The Wall Street Journal recently connected a few more dots, although they could have gone further. The Journal reported that the Senate’s five-year budget plan allowed the government ten years to cover the cost of reform, so it could spread out the costs while not adding to the deficit. This would also give the government time to generate savings from changes to the system, and “allow it to rely less on new taxes or other revenue increases.” The Journal’s interpretation: lawmakers are hoping they can make health care reform pay for itself, even though it’ll likely take years before they see any substantial savings. My question: where will the money come from to pay the costs of reform incurred today if the savings will only be realized years from now?

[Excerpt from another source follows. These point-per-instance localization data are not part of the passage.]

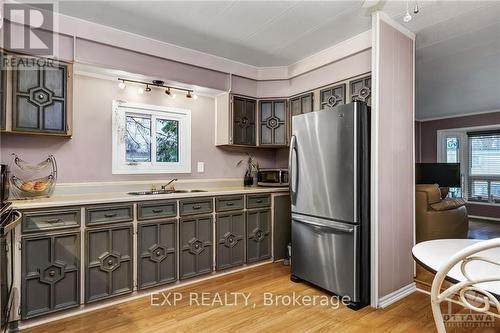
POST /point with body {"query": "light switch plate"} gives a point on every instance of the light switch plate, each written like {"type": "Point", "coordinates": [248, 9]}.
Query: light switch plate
{"type": "Point", "coordinates": [201, 167]}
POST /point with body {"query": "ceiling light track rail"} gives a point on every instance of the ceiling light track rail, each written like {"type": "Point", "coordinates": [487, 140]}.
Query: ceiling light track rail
{"type": "Point", "coordinates": [156, 84]}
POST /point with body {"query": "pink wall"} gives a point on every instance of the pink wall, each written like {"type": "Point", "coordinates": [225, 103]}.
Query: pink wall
{"type": "Point", "coordinates": [395, 160]}
{"type": "Point", "coordinates": [427, 141]}
{"type": "Point", "coordinates": [86, 156]}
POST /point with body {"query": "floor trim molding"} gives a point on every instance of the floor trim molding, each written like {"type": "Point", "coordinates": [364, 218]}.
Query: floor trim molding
{"type": "Point", "coordinates": [395, 296]}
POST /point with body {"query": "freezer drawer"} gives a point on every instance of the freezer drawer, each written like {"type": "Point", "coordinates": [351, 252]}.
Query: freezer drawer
{"type": "Point", "coordinates": [325, 254]}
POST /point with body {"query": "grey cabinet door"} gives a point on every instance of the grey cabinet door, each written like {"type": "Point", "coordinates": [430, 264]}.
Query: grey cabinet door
{"type": "Point", "coordinates": [332, 96]}
{"type": "Point", "coordinates": [258, 235]}
{"type": "Point", "coordinates": [230, 231]}
{"type": "Point", "coordinates": [156, 253]}
{"type": "Point", "coordinates": [244, 115]}
{"type": "Point", "coordinates": [282, 225]}
{"type": "Point", "coordinates": [39, 97]}
{"type": "Point", "coordinates": [50, 273]}
{"type": "Point", "coordinates": [108, 262]}
{"type": "Point", "coordinates": [273, 122]}
{"type": "Point", "coordinates": [361, 89]}
{"type": "Point", "coordinates": [196, 243]}
{"type": "Point", "coordinates": [302, 104]}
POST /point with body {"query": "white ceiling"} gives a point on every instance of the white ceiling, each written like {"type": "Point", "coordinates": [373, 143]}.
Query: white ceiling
{"type": "Point", "coordinates": [458, 42]}
{"type": "Point", "coordinates": [260, 33]}
{"type": "Point", "coordinates": [458, 64]}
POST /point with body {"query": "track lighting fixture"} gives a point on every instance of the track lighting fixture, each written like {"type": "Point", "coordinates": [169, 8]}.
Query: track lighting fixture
{"type": "Point", "coordinates": [147, 87]}
{"type": "Point", "coordinates": [407, 17]}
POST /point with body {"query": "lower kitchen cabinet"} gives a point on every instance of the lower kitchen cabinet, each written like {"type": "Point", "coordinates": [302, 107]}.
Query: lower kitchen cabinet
{"type": "Point", "coordinates": [230, 231]}
{"type": "Point", "coordinates": [108, 267]}
{"type": "Point", "coordinates": [195, 246]}
{"type": "Point", "coordinates": [258, 235]}
{"type": "Point", "coordinates": [282, 225]}
{"type": "Point", "coordinates": [50, 273]}
{"type": "Point", "coordinates": [156, 254]}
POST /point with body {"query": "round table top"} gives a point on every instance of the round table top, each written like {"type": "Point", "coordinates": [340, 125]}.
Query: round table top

The Journal speculated that these future savings would come in various ways: reducing incentives to stop providers from performing unnecessary medical procedures; addressing regional cost differences; letting providers know about effective treatments; and promoting prevention. Will all this really yield the trillion or so dollars needed to subsidize health insurance?
Then I thought of a New York Times story from last week, which offered an ominous take on one way the future savings would be generated—using information technology to cut costs and improve quality and efficiency. The Times reported on two articles published in the New England Journal of Medicine that, according to the Times, “point to formidable obstacles to achieving the policy goal of not only installing electronic health records, but also using them to improve care and curb costs.”
Now I ask you, dear reader, what does this add up to? A president backtracking on a campaign promise? Taxing workers instead of wealthier people? Causing more people to be underinsured? Letting insurers off the hook? Budget games? Banking on future savings that may not materialize? What a good story this will be when the dots are connected!